Collaborating with Cast and Crew

Jenna spoke at length about her on-set synergy with co-stars. Catherine Zeta‑Jones plays Morticia with statuesque compassion; she and Ortega locked in a dance of long looks and slow smiles in one powerful greenhouse scene. Jenna said she and Zeta‑Jones connected while discussing motherhood, loss, and strength during a late-night rehearsal in a library full of arcane tomes and dust. That emotional bond, she believes, is part of what Season 2 drama centers on.

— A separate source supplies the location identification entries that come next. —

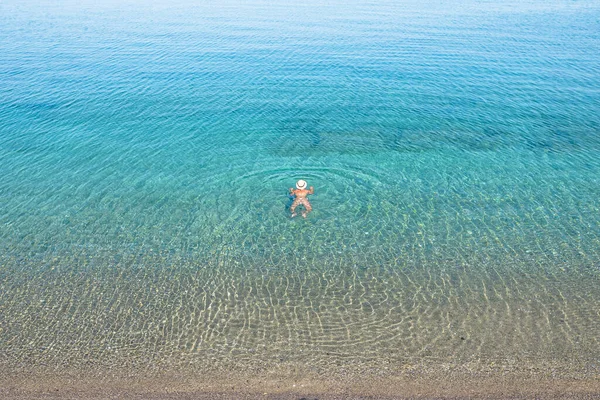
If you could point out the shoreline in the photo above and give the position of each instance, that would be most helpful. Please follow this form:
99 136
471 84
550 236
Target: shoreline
273 385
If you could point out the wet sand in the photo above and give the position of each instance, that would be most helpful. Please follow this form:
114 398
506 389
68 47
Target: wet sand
453 385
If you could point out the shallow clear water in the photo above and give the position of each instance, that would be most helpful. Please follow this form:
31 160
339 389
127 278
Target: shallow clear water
147 149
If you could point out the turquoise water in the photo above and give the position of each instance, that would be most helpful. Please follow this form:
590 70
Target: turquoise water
147 150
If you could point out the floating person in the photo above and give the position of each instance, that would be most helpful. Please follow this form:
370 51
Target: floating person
301 194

Her chemistry with Emma Myers as Enid is less formal but no less real. Jenna described Emma as the script-less truth teller: “She’d spill pizza if that’s how Wednesday got grounded again,” Jenna laughed, “and Wednesday would smile slightly. That tiny smile means everything.” The performances are entwined—Wednesday’s ascetic rigidity is pronounced only when contrasted with Enid’s warmth and movement.

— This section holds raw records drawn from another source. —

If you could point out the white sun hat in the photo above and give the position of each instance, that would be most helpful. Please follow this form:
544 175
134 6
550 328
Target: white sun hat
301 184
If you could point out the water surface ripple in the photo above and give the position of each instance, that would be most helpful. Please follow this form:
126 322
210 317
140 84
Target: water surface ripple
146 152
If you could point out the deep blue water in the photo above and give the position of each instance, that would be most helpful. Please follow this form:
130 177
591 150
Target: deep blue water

She also praised the crew’s emotional stamina. The sound team built spatial audio to mimic dripping water in nightmare sequences. The lighting crew played with steely blues in contrast to deep amber glow during emotionally revealing moments. These theatrical layers, Jenna admitted, shaped her performance.

Social Activism and Stardom Responsibility

Off camera, Ortega’s voice is fervent and articulate. She uses her platform to advocate for climate action, immigration rights, and Latino representation. In Season 2’s finale, Wednesday delivers a pointed speech about community responsibility—a line Jenna wrote based on notes from community activists she’s met. She believes the show’s voice should be more than ironic veneers; it should pierce through and invite reflection.

She told me she hopes Gen Z watchers feel seen, not condescended to. She wants them to see itself in Wednesday’s moral toughness, skepticism, and capacity for care. The viral fashion trend of Wednesday’s black lace dress is great, but she cares more that fans are talking about kindness, grief, and awareness behind that dress.

What Season 2 Promises—and What Comes After

Jenna hinted at a Season 2 finale that sets Wednesday on a new pilgrimage—beyond Nevermore. She sees Wednesday grappling with newfound responsibilities that may drive her away from the academy she’s always resisted. Jenna hopes future seasons explore more of her grief and growing leadership, and perhaps invite crossover with other iconic noir or supernatural series.

After Wednesday, Ortega expressed a desire to return to her film roots—perhaps a horror anthology series or a biopic of a trailblazing Latina. She doesn’t yet know her next move, but is clear she wants to avoid inertia. “I feel tethered to change,” she said softly. “Wednesday has been my north star, but I’m looking at other constellations now.”

Final Reflections on a Young Voice in Hollywood

Two seasons in, Jenna Ortega has moved beyond viral starlet status. Her Wednesday is imperfect, incendiary, deeply human—a performance that resonates with communal longing for honesty and introspection amid chaos. Off-camera, she stands as a credible voice—an actor who wears goth but thinks, who advocates loud, and who builds legacy quietly.

When she signed off, Jenna asked me about my own lockdown library and what spooky stories I’d add to ours. That gentle shift—from celebrity interview to shared human curiosity—captured the essence of who she is. The Wednesday fans know on screen may be dark, but the young woman behind the character is luminously earnest: proud, playful, and ready to grow.